Bana ulaşan annelere hep söylediğim bir cümleyi de sizlerle paylaşmak isterim: Ne kadar araştırma yapsanız da kime ne kadar soru sorsanız da cevaplar sizde, sevgili anneler. Siz güçlü olacak ve çocuğunuz için ne gerekiyor anlamaya çalışıp çabalayacaksınız. Her şey sizde başlıyor ve sizde bitiyor, inanın. Sadece özel eğitim kurumlarında alınan birkaç saatlik ders ve eğitimle bir yere gelmek pek mümkün değil, bunu da unutmayın. Çünkü onun ilk öğretmeni sizsiniz ve sizden öğrendikleri, sizinle paylaştığı zaman, sizinle oynadığı oyunlar onun için çok kıymetli. Aranızdaki sevgi bağını eğitimle buluşturunca ortaya bir mucize çıkıveriyor. Anne ve çocuk arasında mükemmel bir bağ var ve bu bağ, sizin aranızdaki enerjiyi çoğaltıyor. İşte tam burada yapmanız gereken şey odaklanmak ve daima pozitif düşünmek. Umudumu kaybettiğim zamanlar olmadı mı? Tabii ki oldu. Pes etmenin eşiğine gelmedim mi? Tabii ki geldim ama vazgeçmedim. Hıçkırarak ağladığım gecelerin dili olsa da anlatsa, tükendim dediğimde kendimi nasıl ite kaka ayağa kaldırdığımı bir bilseniz. Hep söylerim: Oturup beklemek, kendini paralamak sadece zaman kaybı. Hayatın içindeyiz ve her şey biz insanlar için. Ben bir anne olarak, Allah’ın bana verdiği bu tatlı kızı aldım, kabul ettim ve elimden gelenin en iyisini yapmak için çabaladım, çabalamaya devam ediyorum. O bir lütuf, o bir hediye ve ben onu çok seviyorum. Bir kez “anne” dediğini duysam derdim “Söyledi.” Yüz binlerce kez tekrarlasa da her birine “Efendim, tatlım” diye cevap veririm, çünkü çok bekledim. Şu an cümle bile kuruyor ve bu yıl 1. sınıfa başlayacak, ellerinden tutarak yürüyebiliyor. Bizim alacak çok yolumuz var, biliyorum ve sabırla devam ediyorum. Bugüne kadar verdiğim emeklerin karşılığını hep aldım, çok şükür. Özel bir anneyim ve dünyanın en tatlı kızının annesiyim.
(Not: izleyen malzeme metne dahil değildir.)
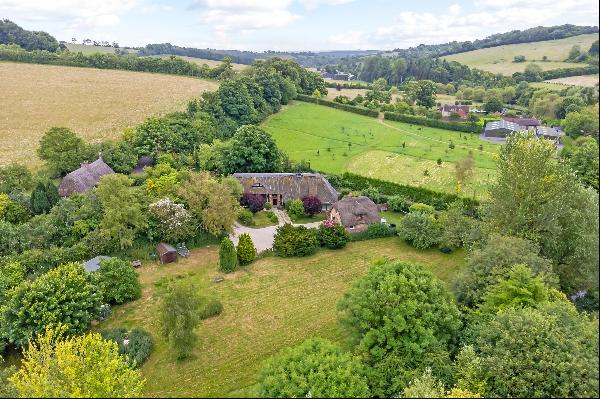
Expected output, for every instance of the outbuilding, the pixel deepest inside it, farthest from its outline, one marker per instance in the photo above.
(166, 253)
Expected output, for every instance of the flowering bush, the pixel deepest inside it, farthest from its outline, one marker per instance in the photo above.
(171, 221)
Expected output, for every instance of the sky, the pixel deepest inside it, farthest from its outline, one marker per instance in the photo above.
(291, 25)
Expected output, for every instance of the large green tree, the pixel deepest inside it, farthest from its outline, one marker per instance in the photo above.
(401, 320)
(252, 150)
(75, 367)
(316, 368)
(62, 150)
(548, 351)
(486, 266)
(537, 197)
(123, 214)
(62, 295)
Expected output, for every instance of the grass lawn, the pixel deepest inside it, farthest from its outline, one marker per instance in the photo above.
(268, 306)
(97, 104)
(335, 141)
(499, 59)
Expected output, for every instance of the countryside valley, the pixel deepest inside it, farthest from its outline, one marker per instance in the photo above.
(178, 221)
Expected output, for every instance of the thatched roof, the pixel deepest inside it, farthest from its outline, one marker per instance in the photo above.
(84, 178)
(355, 211)
(289, 185)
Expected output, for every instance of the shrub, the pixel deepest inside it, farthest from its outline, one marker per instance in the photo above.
(254, 202)
(332, 235)
(295, 208)
(227, 256)
(417, 120)
(316, 368)
(420, 230)
(398, 203)
(375, 230)
(404, 320)
(294, 241)
(245, 250)
(214, 307)
(245, 217)
(312, 204)
(118, 281)
(139, 347)
(423, 208)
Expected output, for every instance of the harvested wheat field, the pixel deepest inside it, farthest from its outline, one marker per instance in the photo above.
(97, 104)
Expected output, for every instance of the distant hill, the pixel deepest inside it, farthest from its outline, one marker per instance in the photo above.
(501, 59)
(11, 33)
(539, 33)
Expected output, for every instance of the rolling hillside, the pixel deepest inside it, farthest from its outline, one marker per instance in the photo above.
(97, 104)
(500, 59)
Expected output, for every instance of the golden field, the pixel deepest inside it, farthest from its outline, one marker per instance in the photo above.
(97, 104)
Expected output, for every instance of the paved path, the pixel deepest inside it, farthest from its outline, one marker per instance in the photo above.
(263, 237)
“Sevgi iyileştirir, ilgi geliştirir.”
“Sakın vazgeçmeyin”; yorulunca dinlenin ama sonra devam edin. Hiçbir emek cevapsız kalmıyor, buna inanın. Sizin aranızdaki sevgi bağı çok kıymetli ve mucizevi; bunu sakın hafife almayın. Sevginizle yeşerecek ve günden güne değişimle birlikte gelişimini gösterecek, bunu unutmayın.
Allah, bütün güzellerime şifalar nasip eylesin.
Olumlama ve niyet:
Allah’ım, evladım iyileşirse, sağlıklı bir birey olursa neler olur, neler hissederim, nasıl mutlu olurum, çok merak ediyorum. Ne olur, bana göster. Âmin.
Şifa olsun…
Kuzucum, o kadar güzel anlatmışsın ki yaşadığın süreci…. inşallah bir gün bunların hepsi geçecek ve Aselimiz yürüyecek ve konuşacak inanıyorum 🤲🤲
Saol kardeşim, amin. Bundan hiç kuşkum yok bir gün hayal ettiğimiz her şeyi yaşayacağız ve güzel anılar biriktirecegiz.
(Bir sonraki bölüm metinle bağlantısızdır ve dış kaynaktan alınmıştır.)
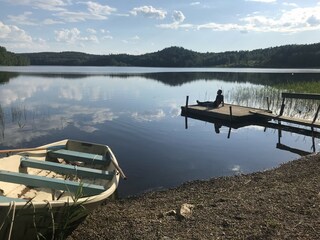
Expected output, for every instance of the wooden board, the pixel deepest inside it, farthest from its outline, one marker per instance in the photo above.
(287, 119)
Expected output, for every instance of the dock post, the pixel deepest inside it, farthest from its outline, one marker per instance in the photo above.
(316, 115)
(282, 107)
(187, 102)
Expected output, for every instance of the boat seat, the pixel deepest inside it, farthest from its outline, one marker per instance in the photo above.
(52, 183)
(74, 156)
(4, 199)
(66, 168)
Hiç sorgulamıyorum hayatındaki varlığını biliyormusun? Çünkü bana dost, bana kızkardeş, kalbime ilaç diye göndermiş gönderen. İyi ki var dediğim nadide insanlardan olduğun ve hep yanımda yamacında durdugun için minnettarım balım. Teşekkür ederim 🌹 iyi ki varsın.
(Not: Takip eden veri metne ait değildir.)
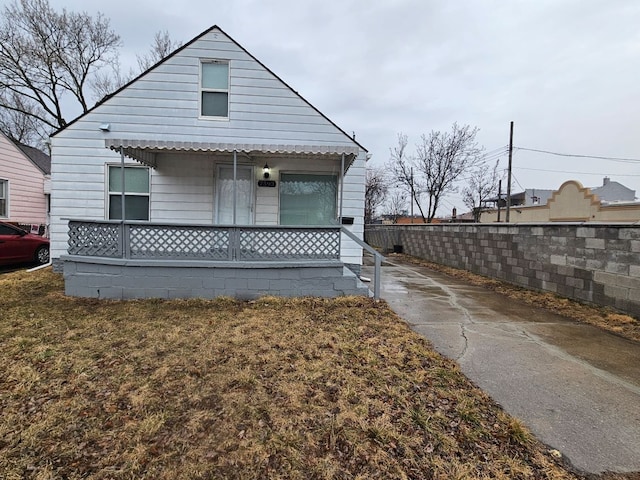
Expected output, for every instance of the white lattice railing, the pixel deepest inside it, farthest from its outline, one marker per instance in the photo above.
(143, 240)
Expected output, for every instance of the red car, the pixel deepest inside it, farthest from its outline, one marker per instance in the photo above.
(18, 246)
Can bağından olma kızkardeşim 🤗
O kadar güzel anlatmışsın ki 💫
Yaklaşık 3 senedir sizinleyim , son 3 senede nasıl bir savaş verdiğini görebildim. Anne değilim ama seni anlamak için illâ anne olmak gerekmiyor. Sen çok güçlü bir kadınsın nelerle savaşıyorsun çok iyi biliyorum. Her zaman senin ve Asoşumun yanında olacağım 💖 Hayalini kurduğumuz park oyunlarını birlikte oynayacağız ☺️ Yanından yamacından ayrı olmayacağım 🌼
Gerçekten harika bir anne iyi bir insansın seni tanıdığım için çok mutluyum ❤️
Teşekkür ederim Ergül hocam, sizden duymak ayrıca onure etti. Sağolun, varolun.